Добавить в цитаты Настройки чтения

Страница 18 из 19

Выхожу на скользкие камни, которые покрылись тонкой корочкой льда и то и дело норовят перевернуть меня, ставшего таким неустойчивым и беззащитным. Потихоньку, аккуратно продвигаюсь вперед, к воде, чтобы промыть шкуру убитого мной зверя. Чтобы вывернуть наизнанку и отбить камнем, чтобы сделать все, что в моих силах, для обеспечения телу тепла.

На подобную работу уходит много времени, а все потому, что я не могу нормально стоять, сидеть, вставать и двигаться. Голод уже подкрался ко мне и скребет желудок изнутри, но я понимаю, что не могу просто так вернуться и пожарить свой запас.

«Мне необходимо растянуть его на… как можно дольше!» — думаю я, закидывая в шкуру немного камней, которым суждено превратиться в подобия ножей.

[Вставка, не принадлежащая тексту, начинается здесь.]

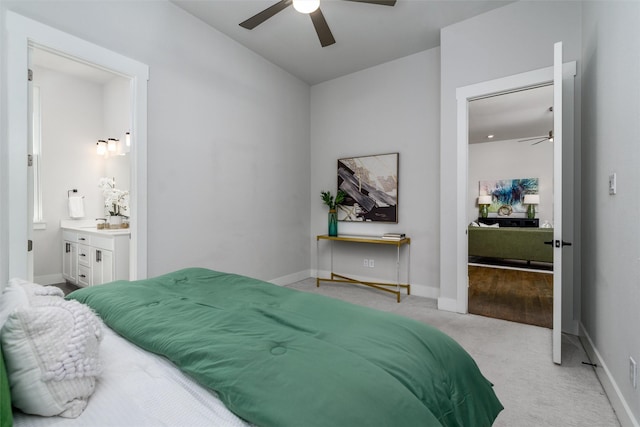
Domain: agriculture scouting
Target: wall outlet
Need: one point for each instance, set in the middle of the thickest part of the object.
(612, 184)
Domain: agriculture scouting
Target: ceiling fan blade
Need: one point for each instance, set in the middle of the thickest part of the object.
(259, 18)
(379, 2)
(322, 28)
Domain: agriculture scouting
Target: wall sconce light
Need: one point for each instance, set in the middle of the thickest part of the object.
(532, 200)
(112, 145)
(483, 203)
(101, 147)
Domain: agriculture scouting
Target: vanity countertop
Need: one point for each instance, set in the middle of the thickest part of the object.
(87, 226)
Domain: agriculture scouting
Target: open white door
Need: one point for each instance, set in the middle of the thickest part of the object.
(557, 203)
(30, 174)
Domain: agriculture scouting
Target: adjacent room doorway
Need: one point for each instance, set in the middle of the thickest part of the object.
(509, 141)
(563, 194)
(24, 33)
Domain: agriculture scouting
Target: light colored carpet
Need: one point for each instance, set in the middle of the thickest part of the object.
(516, 358)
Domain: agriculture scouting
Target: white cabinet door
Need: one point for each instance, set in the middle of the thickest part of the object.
(70, 261)
(101, 266)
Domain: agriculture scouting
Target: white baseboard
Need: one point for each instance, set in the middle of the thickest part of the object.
(49, 279)
(448, 304)
(618, 402)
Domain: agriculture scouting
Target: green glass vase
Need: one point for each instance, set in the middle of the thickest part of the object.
(333, 222)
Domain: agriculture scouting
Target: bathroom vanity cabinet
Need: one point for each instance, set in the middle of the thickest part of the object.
(92, 257)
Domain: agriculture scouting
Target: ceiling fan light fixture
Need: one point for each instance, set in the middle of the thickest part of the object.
(306, 6)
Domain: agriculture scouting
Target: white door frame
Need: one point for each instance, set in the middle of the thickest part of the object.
(463, 95)
(21, 32)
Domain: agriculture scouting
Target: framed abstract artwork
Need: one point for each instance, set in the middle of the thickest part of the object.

Ковыляю обратно к своему очагу. Получается еще медленнее. Все потому, что усталость голодной тварью напала на меня и теперь кусает и жрет, жрет и кусает! Нещадно, целенаправленно, упрямо стараясь сцепить ресницы как корни древа и сплести их в плотные косы, чтобы зрачки перестали видеть свет… серый, как лед на острове холода.

Специально начинаю неосторожно ступать на поврежденную ногу, которая практически не работает, которая плохо слушается и которая, такое чувство, что больше никогда не будет прежней… Которая не позволит мне пробежаться по полю вместе с супругой Лив и сыном Стейном!

Неаккуратно ступаю вперед. Боль отгоняет усталость, но вызывает головокружение. Глаза сами собой начинают дергаться, теряя сфокусированный контакт с лесом, в котором я оказался после шторма и который стал моим временным пристанищем, испытанием и местом проведения тяжелой схватки с жизнью за жизнь! Боль — единственный мой друг сейчас и до скончания моего существования! До того момента, пока я либо не окажусь дома, либо пока валькирии не заберут в Вальгаллу мой непокоренный дух!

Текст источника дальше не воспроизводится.